で,「名代」の意味だが,精選版日本国語大辞典の項目「名代」には,語釈の一つとして《名に伴う評判。また、名高いことやそのさま。著名。高名。なうて。そうした品物や店をもいう。》とある.
この語釈に従えば,津々浦々の秋葉神社の本家本元は遠州森の秋葉山本宮秋葉神社であるからして,森町の秋葉神社を「名代」と称えるのは何の不思議もないことである.
そして言うまでもないことだが,森町の秋葉神社が防火の神として名高いのは,世間の人々がそう評判しているからである.
秋葉神社の関係者が「うちは評判いいですよ」と自ら宣伝しているのではない.よい評判というものは自然に客観的に生じるものなのである.
その点で「名代富士そば」はどうか.
昭和四十一年の創業時一号店が渋谷,二号店が新宿,三号店が池袋だが,現在の運営企業が経営を引き継いだ昭和四十七年以後は店名を「富士そば」とした.同四十九年に撮られた池袋店の写真では店名が「名代富士そば」ではなく「富士そば」となっている.
しかし西荻窪で開店した四号店では,暖簾に「NADAI FUJISOBA」と同時に「富士蕎麦」とも表記されていて,店名の「ゆらぎ」が見られるが「NADAI (名代)」を店名に使い始めたことがわかる.(資料:《現存する最古の店、西荻店で聞く富士そばの歴史》[掲載日 2019年4月18日])
上に「名代」の語釈を示したが,「著名」「高名」は第三者による評価である.本人の自己評価ではない.

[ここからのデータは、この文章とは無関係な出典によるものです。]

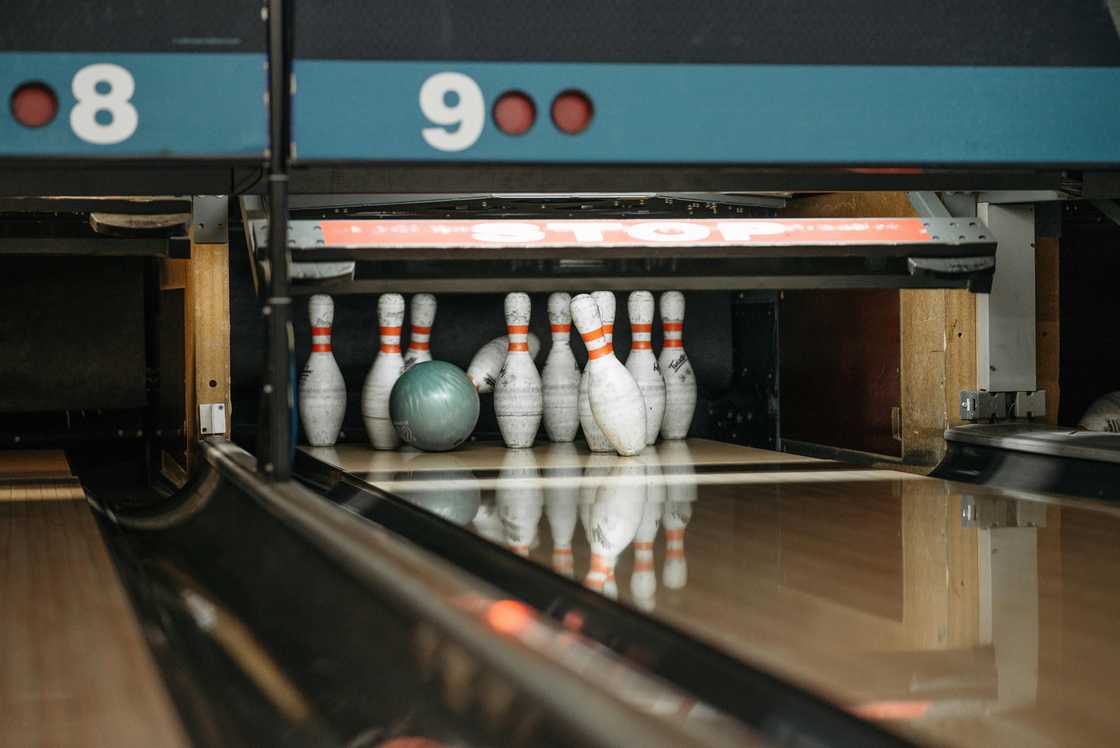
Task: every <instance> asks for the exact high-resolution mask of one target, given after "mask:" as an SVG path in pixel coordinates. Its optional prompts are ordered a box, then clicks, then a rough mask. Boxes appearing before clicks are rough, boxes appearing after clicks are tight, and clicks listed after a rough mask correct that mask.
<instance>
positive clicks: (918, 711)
mask: <svg viewBox="0 0 1120 748" xmlns="http://www.w3.org/2000/svg"><path fill="white" fill-rule="evenodd" d="M848 711H850V712H851V713H852V714H855V716H856V717H861V718H864V719H871V720H900V719H918V718H920V717H925V713H926V712H927V711H930V702H928V701H870V702H868V703H866V704H857V705H855V707H849V708H848Z"/></svg>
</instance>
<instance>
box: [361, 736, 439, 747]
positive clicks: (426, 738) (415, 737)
mask: <svg viewBox="0 0 1120 748" xmlns="http://www.w3.org/2000/svg"><path fill="white" fill-rule="evenodd" d="M377 748H444V744H441V742H440V741H439V740H432V739H431V738H420V737H417V736H405V737H403V738H393V739H391V740H386V741H384V742H379V744H377Z"/></svg>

とすると,東京の街中を歩けばどこでも立ち食い蕎麦屋がある昭和四十年代に,知名度が低い立ち食い蕎麦屋がわずか四店目で店名に「名代」を用いるのは,どうみても世間の評価による本来の「名代」ではなく,自称「名代」というべきだろう.
とはいえそれから半世紀が経ち,「名代富士そば」は複数の運営会社の店舗数が関東地方で百を超え,テレビ等のメディアに取り上げられることも多く,今はもう自称「名代」ではなくなったとしていいように思う.

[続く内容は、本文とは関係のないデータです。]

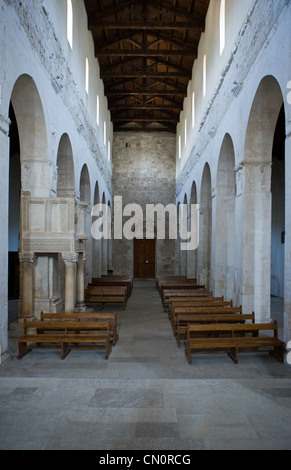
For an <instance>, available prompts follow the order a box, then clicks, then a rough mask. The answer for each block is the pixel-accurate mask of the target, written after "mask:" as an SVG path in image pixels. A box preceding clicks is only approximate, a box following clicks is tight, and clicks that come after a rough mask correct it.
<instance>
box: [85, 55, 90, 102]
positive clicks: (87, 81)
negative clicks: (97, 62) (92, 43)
mask: <svg viewBox="0 0 291 470" xmlns="http://www.w3.org/2000/svg"><path fill="white" fill-rule="evenodd" d="M85 88H86V93H87V95H88V94H89V60H88V58H87V57H86V61H85Z"/></svg>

それはそれとして,「名代」の読みには「なだい」と「みょうだい」があり,「名代富士そば」の場合は「なだい」と読むという話題はウェブ上に頻繁に登場する.
インターネット以前の頃から書籍や雑誌等で,「なだい」と読むのですよ,ということは何度も記事に書かれてきた.

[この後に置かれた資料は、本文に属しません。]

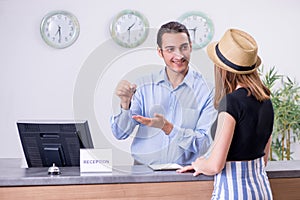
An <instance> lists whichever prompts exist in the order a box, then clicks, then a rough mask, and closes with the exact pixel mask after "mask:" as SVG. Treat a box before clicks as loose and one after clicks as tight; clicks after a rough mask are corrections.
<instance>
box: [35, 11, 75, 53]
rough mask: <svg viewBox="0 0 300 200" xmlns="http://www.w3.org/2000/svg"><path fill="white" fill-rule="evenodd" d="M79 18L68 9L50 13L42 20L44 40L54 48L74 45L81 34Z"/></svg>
mask: <svg viewBox="0 0 300 200" xmlns="http://www.w3.org/2000/svg"><path fill="white" fill-rule="evenodd" d="M79 30H80V29H79V23H78V20H77V18H76V17H75V16H74V15H73V14H71V13H69V12H66V11H54V12H51V13H48V14H47V15H46V16H45V17H44V18H43V20H42V22H41V27H40V31H41V35H42V38H43V40H44V41H45V42H46V43H47V44H48V45H50V46H52V47H54V48H59V49H62V48H66V47H68V46H70V45H72V44H73V43H74V42H75V41H76V39H77V38H78V36H79Z"/></svg>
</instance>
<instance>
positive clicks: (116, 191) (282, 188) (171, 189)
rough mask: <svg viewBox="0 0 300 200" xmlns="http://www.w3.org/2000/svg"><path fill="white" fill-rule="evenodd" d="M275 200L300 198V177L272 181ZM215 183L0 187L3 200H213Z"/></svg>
mask: <svg viewBox="0 0 300 200" xmlns="http://www.w3.org/2000/svg"><path fill="white" fill-rule="evenodd" d="M270 183H271V187H272V191H273V197H274V200H281V199H283V200H290V199H291V200H294V199H300V178H278V179H270ZM212 191H213V181H191V182H163V183H122V184H117V183H115V184H95V185H61V186H24V187H0V197H1V199H2V200H26V199H31V200H35V199H37V200H41V199H42V200H56V199H72V200H76V199H80V200H92V199H93V200H95V199H103V200H112V199H114V200H116V199H124V200H139V199H141V200H152V199H155V200H156V199H159V200H177V199H178V200H182V199H184V200H188V199H193V200H194V199H201V200H202V199H203V200H206V199H210V198H211V193H212Z"/></svg>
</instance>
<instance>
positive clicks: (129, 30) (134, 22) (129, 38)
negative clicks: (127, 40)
mask: <svg viewBox="0 0 300 200" xmlns="http://www.w3.org/2000/svg"><path fill="white" fill-rule="evenodd" d="M135 23H136V20H135V22H133V24H131V25H130V26H129V27H128V28H127V31H128V40H129V41H130V29H131V28H132V27H133V26H134V25H135Z"/></svg>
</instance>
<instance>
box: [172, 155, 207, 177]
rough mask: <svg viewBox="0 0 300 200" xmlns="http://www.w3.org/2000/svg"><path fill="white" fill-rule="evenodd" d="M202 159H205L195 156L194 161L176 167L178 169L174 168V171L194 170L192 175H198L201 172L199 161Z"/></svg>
mask: <svg viewBox="0 0 300 200" xmlns="http://www.w3.org/2000/svg"><path fill="white" fill-rule="evenodd" d="M204 159H205V158H204V157H200V158H197V159H196V160H195V162H192V165H189V166H185V167H183V168H181V169H178V170H176V172H178V173H184V172H188V171H194V173H193V176H198V175H200V174H202V172H201V170H200V166H201V162H202V161H203V160H204Z"/></svg>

それゆえにこの記事の冒頭に私は《「名代富士そば」「名代ラーメン亭」等に用いられる単語「名代」の読みが「なだい」であることは,昭和ならば常識であった.昔の中学生や高校生はとにかくよく辞書を引いたから,「名代」は中学生でも知っている程度の基礎的語彙であった.なぜなら「なだい」は日常生活でよく耳にする言葉だったからである》と書いたのである.
しかし昔は中学生程度の常識的語彙だった「名代」は,情報弱者 (知識弱者) が大勢を占めている現在は,もはや常識の範疇に入らなくなったようだ.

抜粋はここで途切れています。